Fu Silvio Berlusconi a volerlo in campo nel 2018, eletto nel collegio di Sanremo e poi nel 2022 in quello di Palermo.
Non è detto che punti ad essere il candidato della Regione Siciliana, è una opzione come tante altre messe sul tavolo dalla coalizione. Fa più rumore delle altre perché si pone in contrapposizione a Renato Schifani.
Gli azzurri sono attraversati da diverse correnti, i malumori maggiori riguardano gli assessorati che il governatore ha affidato a tecnici spacciati per forzisti: Alessandro Dagnino al Bilancio, Daniela Faraoni alla Sanità.
Equilibri che necessitano di limatura, una coalizione regionale che scricchiola, il partito di Raffaele Lombardo che chiede spazio.
In queste spaccature si crea lo spazio politico, poi si vedrà se sarà anche elettorale e di coalizione, per altre proposte di candidature. Già nel 2022, ha ricordato Mulè, il presidente Berlusconi lo voleva alla guida della Sicilia, un problema di non residenza sull’Isola ha bloccato la corsa.
E poi c’è il problema del partito, Mulè ha chiesto diversi incontri ma non ci sono mai stati: “Va creata la segreteria.

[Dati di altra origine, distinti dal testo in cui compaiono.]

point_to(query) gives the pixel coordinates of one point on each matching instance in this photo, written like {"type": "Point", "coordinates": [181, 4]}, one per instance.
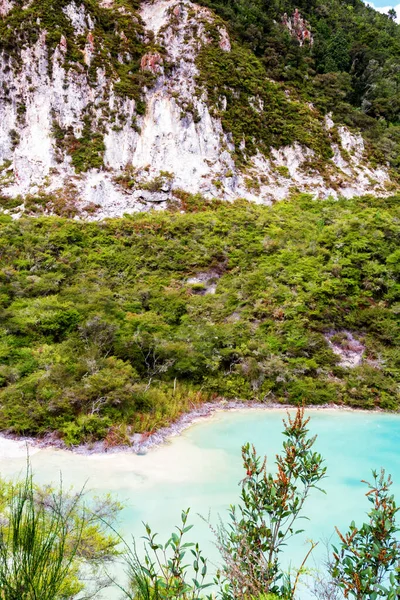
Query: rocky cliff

Nell’Isola Forza Italia è apolide, non c’è neppure una sede”.
Sono solo schermaglie di partito o c’è un nuovo equilibrio che si sta assestando?
La figura del commissario regionale Marcello Caruso è messa in discussione, considerato l’alter ego di Schifani, il prossimo congresso sarà un terreno di scontro tra chi ha anche una sola tessera in più. E a votare protrano essere solo i tesserati già da 2 anni.
Miccichè, il forzista emigrato
Sono in tanti dentro al partito a volerne il rientro, lo stesso Schifani lo caldeggerebbe. La sua figura per quanto ingombrante è una colonna portante del partito, conosce cose e persone, sa come costruire consenso sui territori. Non sarà la stessa cosa in Grande Sicilia, il movimento fondato da Micchichè, Roberto Lagalla, Raffaele Lombardo. Trovare e formare classe dirigente è difficile, ramificarla in ogni provincia la stessa cosa. Il banco di prova sarà proprio l’appuntamento alle regionali. Facile fare una lista a Palermo, a Catania e poi? Il 5% non è roba da nulla.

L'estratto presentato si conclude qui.